Quando chegou a vez de testar o BMW M3 E46, Keiichi Tsuchiya mostrou-se claramente mais empolgado com o motor naturalmente aspirado, que sobe de giro com muito mais disposição, porém deixou claro que, para ele, o acerto do carro não era o ideal para o layout truncado do circuito de Nikko – o escalonamento do câmbio, por exemplo, não favorecia as retomadas nas retas, e a suspensão calibrada para grip causava um subesterço indesejado. Na hora de andar de lado, o E46 descolou a traseira mais facilmente, mas ainda assim pareceu desajeitado durante a derrapagem. Por alguma razão, porém, Max Orido não deu suas impressões sobre o E46.

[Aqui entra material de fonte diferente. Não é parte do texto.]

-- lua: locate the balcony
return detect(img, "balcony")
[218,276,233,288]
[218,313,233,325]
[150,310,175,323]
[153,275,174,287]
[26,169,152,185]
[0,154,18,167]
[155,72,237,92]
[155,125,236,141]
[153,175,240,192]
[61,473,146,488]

E a diferença nos tempos de volta? Nas voltas solo, o BMW M2 virou 00:42,812, enquanto o M3 E46 fez 00:42,914 – pouco mais de 0,1 segundo de vantagem para o M2, mesmo com quase 200 kg a mais – e 20 cv de vantagem. Na corrida, a melhor volta do M3 E46 superou o M2 – 00:41,524 contra 00:41,923.
Os dois carros ainda foram para a pista ao mesmo tempo, mas o M2 estava com os pneus mais frios – o que deu vantagem ao E46 logo na largada, e impediu Keiichi Tsuchiya de alcançar Max Orido, embora ao final de três voltas o BMW M2 tenha conseguido reduzir parte da diferença.
Com isto, podemos dizer que os carros até são próximos mas, no cronômetro, a diferença entre os dois carros só ficou tão pequena depois que o M3 E46 perdeu peso, recebeu uma pequena dose de potência e teve a suspensão preparada para as pistas – o M2 apresentou desempenho semelhante direto da fábrica e, com algumas ressalvas (em especial pelas assistências eletrônicas e pelo peso), se mostrou extremamente envolvente.
No fim das contas, os dois pilotos japoneses sequer mencionaram as questões filosóficas do comparativo – mas se mostraram muito empolgados com a possibilidade de aplicar no M2 o mesmo tratamento dado ao M3 E46 pela Assist. Com isto, algo fica claro: o BMW M2 deixa evidente a diferença entre um projeto do fim dos anos 1990 e outro desenvolvido duas décadas depois. Nos aspectos técnicos, o M2 é claramente superior – e uma forma de medir esta superioridade é analisar seu tempo de volta comparado ao de um M3 E46 preparado. Por outro lado, a experiência sensorial do carro preparado é incomparável – mesmo nas tomadas onboard é perceptível sua pegada consideravelmente mais visceral na aceleração e na forma como o E46 ataca as curvas. Até porque, mesmo stock, ele foi um dos últimos BMW com uma personalidade mais analógica, por assim dizer. E isto é algo que não vai mudar nunca.